Ukrainian filmmaker Sergei Loznitsa plans to make a documentary about the war in his country, he said on Monday at the Cannes Film Festival, where he showed his film "The Natural History of Destruction."
"I haven't yet been back in Ukraine since the war started but of course I intend to go there, and I intend to make a film, about those atrocities that are taking place at the moment," the director, who lives in Lithuania, told Reuters in an interview.
Russia is heading into the fourth month of its invasion of Ukraine, which it calls a "special operation." The fighting has killed thousands, uprooted millions and reduced Ukrainian cities to rubble.
Loznitsa has presented eight times at Cannes, and his film "In the Fog," competed for the festival's top prize, the Palme d'Or, in 2012.

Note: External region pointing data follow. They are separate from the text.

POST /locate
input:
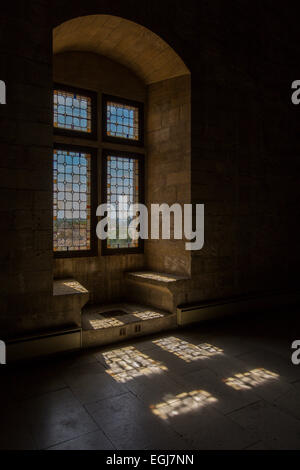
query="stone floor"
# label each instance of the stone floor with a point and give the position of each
(225, 385)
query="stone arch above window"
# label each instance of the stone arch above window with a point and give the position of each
(124, 41)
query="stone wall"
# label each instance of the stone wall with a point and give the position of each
(168, 166)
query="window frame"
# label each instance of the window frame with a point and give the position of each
(122, 154)
(120, 140)
(93, 135)
(93, 251)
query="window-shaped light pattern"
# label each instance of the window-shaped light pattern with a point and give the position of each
(127, 363)
(122, 121)
(72, 111)
(72, 200)
(122, 190)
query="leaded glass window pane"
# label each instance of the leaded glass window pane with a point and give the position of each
(122, 121)
(123, 189)
(72, 200)
(72, 111)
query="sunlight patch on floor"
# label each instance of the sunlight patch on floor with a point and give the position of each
(182, 403)
(250, 379)
(188, 352)
(128, 363)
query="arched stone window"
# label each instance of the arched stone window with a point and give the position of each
(120, 67)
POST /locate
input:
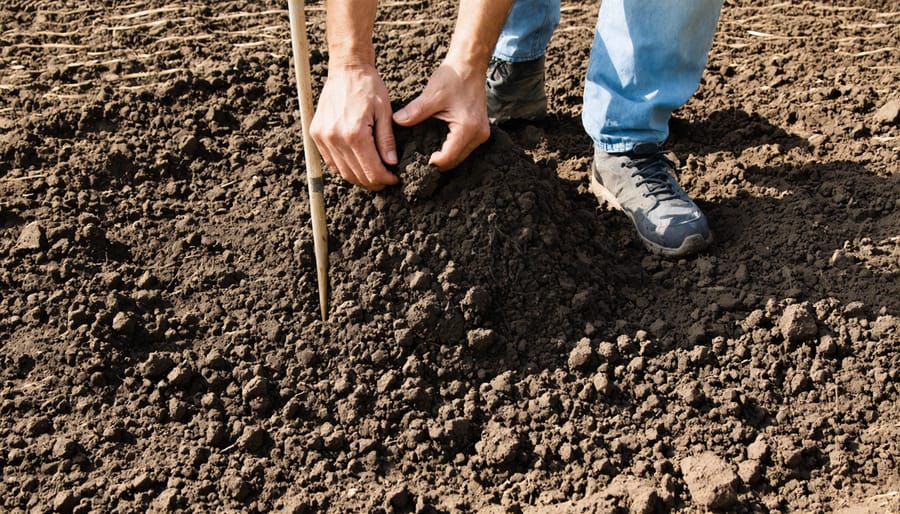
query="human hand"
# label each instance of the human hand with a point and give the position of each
(352, 127)
(455, 94)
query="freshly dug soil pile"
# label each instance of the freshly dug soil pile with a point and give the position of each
(496, 342)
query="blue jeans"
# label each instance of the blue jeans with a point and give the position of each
(646, 61)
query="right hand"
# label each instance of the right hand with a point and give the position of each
(353, 129)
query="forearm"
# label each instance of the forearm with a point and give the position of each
(477, 29)
(349, 25)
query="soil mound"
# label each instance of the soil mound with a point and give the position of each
(497, 343)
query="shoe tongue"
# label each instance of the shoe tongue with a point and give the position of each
(645, 149)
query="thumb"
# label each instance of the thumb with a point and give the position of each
(414, 112)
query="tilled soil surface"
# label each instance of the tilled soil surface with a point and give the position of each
(496, 342)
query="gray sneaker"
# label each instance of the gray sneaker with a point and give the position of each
(642, 184)
(515, 90)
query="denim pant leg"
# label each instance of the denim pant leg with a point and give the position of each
(527, 30)
(646, 61)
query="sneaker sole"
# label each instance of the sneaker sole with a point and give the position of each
(691, 245)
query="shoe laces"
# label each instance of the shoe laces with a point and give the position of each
(653, 170)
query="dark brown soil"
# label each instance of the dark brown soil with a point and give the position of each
(496, 342)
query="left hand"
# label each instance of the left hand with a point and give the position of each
(455, 94)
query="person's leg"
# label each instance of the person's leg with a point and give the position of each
(646, 61)
(515, 81)
(527, 30)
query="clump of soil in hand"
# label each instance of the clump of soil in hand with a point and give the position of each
(419, 179)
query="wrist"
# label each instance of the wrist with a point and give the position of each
(343, 58)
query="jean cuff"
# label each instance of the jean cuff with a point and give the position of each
(619, 145)
(517, 58)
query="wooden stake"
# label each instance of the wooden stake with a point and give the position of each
(315, 184)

"The Natural History of Destruction," which is based on a book of the same name by W.G. Sebald, uses archival footage to examine the Allied bombing of Germany in World War Two.
Moral questions around the targeting and demoralizing of civilian populations in that campaign have not been resolved and are relevant in Ukraine today, Loznitsa said.
"Lessons that had to be learned after the Second World War have never actually been learned," he said.
On a topic that has created buzz at Cannes, Loznitsa defended his opposition to boycotting Russian filmmakers.
"Culture in general, by definition, opposes war — it is something that is absolutely against any war," he said, echoing exiled Russian director Kirill Serebrennikov who last week also spoke against boycotting Russian culture.
Serebrennikov has criticised the invasion of Ukraine and his film "Tchaikovsky's Wife" is the only Russian entry in the festival.
The Cannes festival banned official Russian delegations. But Ukrainian director Dmytro Sukholytkyy-Sobchuk panned its move to include a Russian director.